It was 1979, a landmark year in the world of sports. Willie Mays was elected to the Baseball Hall of Fame. Larry Holmes won the undisputed heavyweight championship while Muhammad Ali retired (but not for good). Magic Johnson and Michigan State beat Larry Bird and Indiana State for the NCAA basketball championship. Martina Navratilova beat Chris Evert to win the women’s Wimbledon crown and Spectacular Bid won the Kentucky Derby.
Also, Earl Weaver won his 1,000th game as manager of the Orioles, Dallas Green replaced Danny Ozark as manager of the Phillies and Billy Martin was fired as manager of the Yankees after he punched out a marshmallow salesman in a bar. Pitcher Nolan Ryan signed a record contract with the Houston Astros, $4.5 million over four years, which, of course, couldn’t buy you a beat-up utility infielder today. Meanwhile, Wayne Gretzky scored his first NHL goal and Roger Staubach played in his final NFL game.
And even though it didn’t quite generate those kinds of headlines, a significant sports event happened in Newark, Delaware, when Bob Shillinglaw was hired as coach of the University of Delaware’s lacrosse team.
Now it’s 2017 and Shillinglaw is stepping down from the position he’s held for 39 years. Only one coach in Delaware’s history had a longer tenure – Roy Rylander, who was the men’s tennis coach for 41 years.
Here’s another way to put Shillinglaw’s long reign into focus – many of his first players are grandfathers. Now, that’s a legacy.
For the most part, Shillinglaw labored in obscurity, simply because most people don’t consider lacrosse to be a major sport. But nobody can argue about the major impact Shillinglaw has had on lacrosse. For one thing, he’s coached in more college games, as an assistant and as a head coach, than anybody in history – 639. He also won more than 300 games as well 15 conference titles.
Another perspective – Shillinglaw’s teams have advanced to the NCAA Tournament four times. The first time was in 1984 and the last time was in 2011, so he wasn’t just good at what he did, he was also consistent.
The pinnacle of his coaching career came in 2007, when Delaware went to the Final Four for the only time in history, beating No. 1 ranked Virginia along the way. Granted, lacrosse’s Final Four isn’t as prestigious as basketball’s Final Four, but it’s still an impressive thing to put on your resume.

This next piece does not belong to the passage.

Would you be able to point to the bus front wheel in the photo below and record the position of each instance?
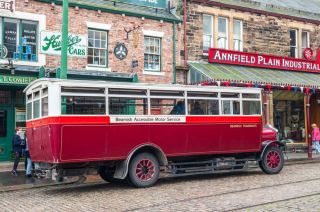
(143, 170)
(272, 161)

But, as with anybody who coaches for that long, Shillinglaw’s real legacy is the impact he’s had on hundreds of young men who became better men because of his subtle, yet strong influence. Shillinglaw has always been a teacher more than a yeller and screamer, and the lessons he’s taught over all of these years – mostly subconsciously – mean much more than wins and losses.
Now he has just a couple of regular-season games left to coach and then the CAA tournament. Shillinglaw’s latest and last team is pretty good, but the odds of it making it back to the NCAA Tournament are slim – the Blue Hens are 7-6 overall and 0-3 in the conference. Naturally, it would be nice if the coach went out with a bang and even make it back to the NCAAs. But Bob Shillinglaw’s legacy has never been about the games he won or lost, and nothing that happens in the next couple of weeks could ever diminish that.